No quise llamarle para preguntar. Mi alma estaba en sus piernas.  No quise detener sus piernas ni un instante. Esas piernas tenían que correr por donde fuera. Que nada interrumpiera su carrera por su vida.

Se me hizo un silencio absoluto, un instante de ese silencio que en la tierra no existe. Por un instante mi cerebro se encerró  como en una de esas cámaras que aíslan de todo sonido exterior. Un instante después, mi mente empezó a llenar el vacío con una avalancha de imágenes y mi cuerpo a reaccionar con una avalancha de sensaciones. El instinto de supervivencia de mi mente me llevó a la pantalla que tenía delante. Busqué Facebook. Escribí: “Mi hijo está bien aunque corriendo hacia su casa” o algo así. Empecé a clicar en todos los avisos de los periódicos a los que estoy suscrita. Me puse a compartir noticias teniendo de fondo a la Cadena SER. Tenía que mantener mi mente ocupada en algo que sirviera para algo. Ese era el único razonamiento que movía mi voluntad.

Y de repente, poco minutos, tal vez segundos después, empezaron a llegarme, en Facebook y Twitter, los comentarios de los amigos; amigos virtuales,  esos que los petulantes desprecian considerando falsa la amistad en las redes. Uno tras otro me comunicaba su alegría, me animaba, me aseguraba que mi hijo llegaría bien a su casa, todas esas frases que decimos para animar o consolar a un amigo cuando no podemos hacer otra cosa. Durante la espera infinita hasta que mi hijo llegó a su casa y me apareció su cara en la pantalla y su voz sonó diciendo que estaba bien, no estuve sola.
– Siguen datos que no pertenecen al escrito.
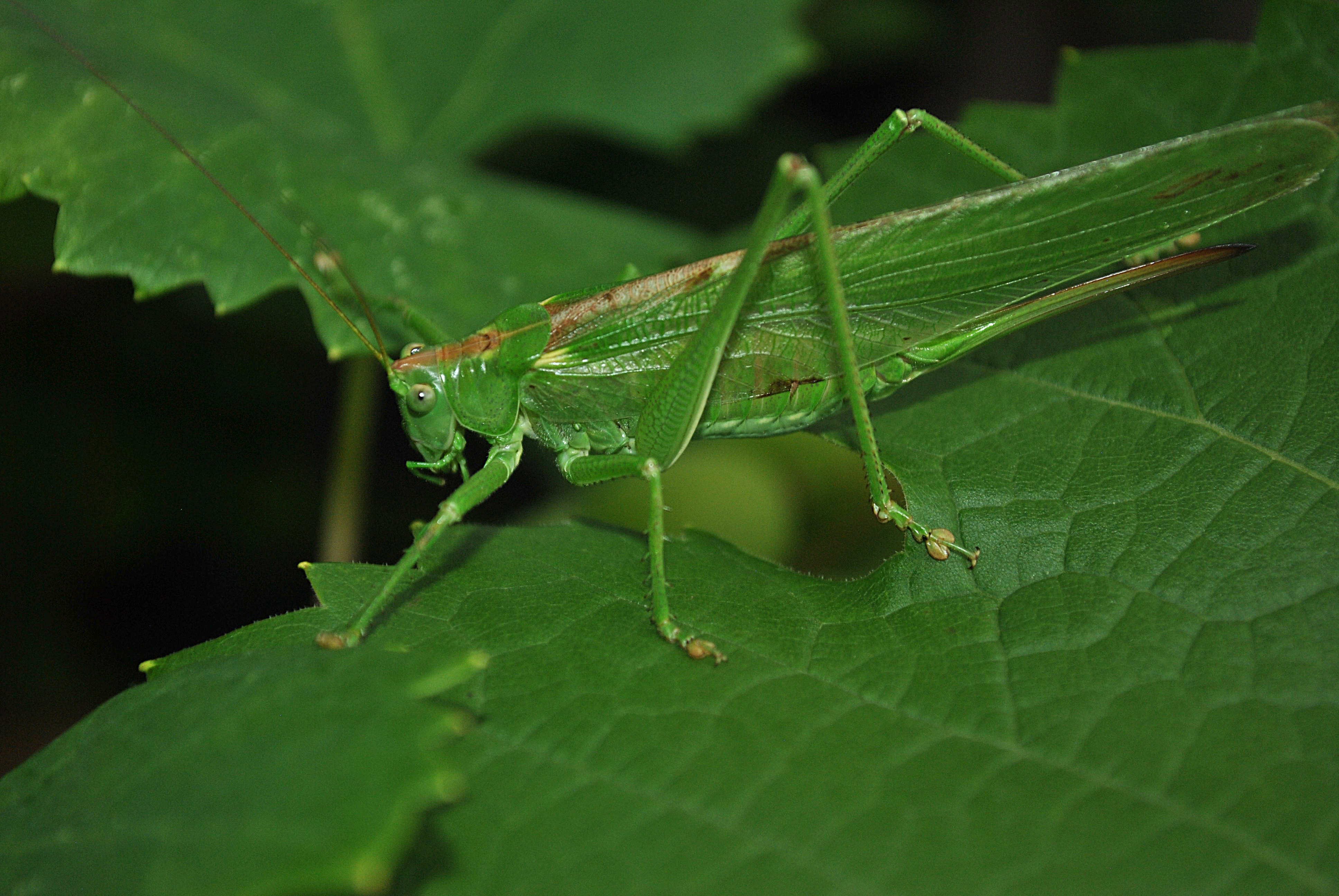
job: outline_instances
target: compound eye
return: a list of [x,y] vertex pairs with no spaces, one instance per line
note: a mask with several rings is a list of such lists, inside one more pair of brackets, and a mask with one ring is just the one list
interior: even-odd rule
[[408,406],[410,413],[423,417],[437,406],[437,390],[427,383],[415,383],[410,386],[410,392],[404,396],[404,403]]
Mi hijo y yo hablamos,  mientras sonaban las sirenas, intentando librarnos del peso que nos asfixiaba. Cuando terminó la conversación, pensé enseguida en los amigos que me habían acompañado. Escribí rápidamente que mi hijo estaba a salvo y di las gracias a todos lamentando que no pudiesen ver hasta qué punto sentía el agradecimiento. Otra vez me abrumó una cantidad de comentarios de quienes compartían mi alegría. Otra vez, como tantas otras veces, reconocí en cada nombre, algunos conocidos por habituales y otros nuevos, a una persona, a un ser humano, que a solas en su casa se comunica con otro  para decirle que se ha puesto en su piel, que sabe y que comprende lo que siente, que está a su lado; lo más cerca que podemos estar uno del otro.

Al cabo de un rato, cuando la mente, agotada por la tensión, empezó a razonar en frío, aparecieron en mi memoria otros nombres, otras caras,  las del puñado de personas que debían haber aparecido y no aparecieron ni para preguntar; esas que, a saber por qué motivo, se declaran amigos para siempre, un para siempre que resulta ser un para siempre y cuando no interfiera en sus intereses, de la índole que sean. Aunque a algunos nos parezca increíble, fueron muchos los que ayer no se sintieron aludidos por lo que pasó el jueves en las Ramblas, muchos para los que la noticia fue una más de las que salen por la tele, una más que no tiene nada que ver con la minúscula parcela de sus vidas.

Comprendí que lo peor que podía hacer conmigo misma era dar pábulo a pensamientos dolorosos que se sumaran al horror por lo que había ocurrido. Me subí al coche como si me estuvieran persiguiendo y bajé a Lo Pont, el restaurante familiar donde como cada día. Allí volví a encontrar a los amigos. Cargados de trabajo, con el restaurante lleno, me prepararon una mesa y me dieron el calor que buscaba. De allí me fui al hotel Pessets buscando los ojos de una amiga en los que siempre he encontrado comprensión. Encontré lo que buscaba y algo más. Estaba por casualidad con su familia un hombre en el que siempre reconozco el pelo blanco brillante y abundante de mi abuela. El día me regalaba alguien de mi propia sangre, y el alma lo agradece porque la sangre fluye por un misterioso cauce común. Hablamos un rato en la terraza del hotel, y un rato aún más largo con su mujer y unos turistas de Barcelona que tomaban una copa en otra mesa; ambos empleados de El Corte Inglés a quienes no había pescado el horror porque ese mismo día habían empezado sus vacaciones en Sort. Volví a casa a una hora para mi intempestiva. Y a pesar de todo, pude dormir gracias a la receta del hijo mayor de los dueños de Lo Pont, una manzanilla con anís.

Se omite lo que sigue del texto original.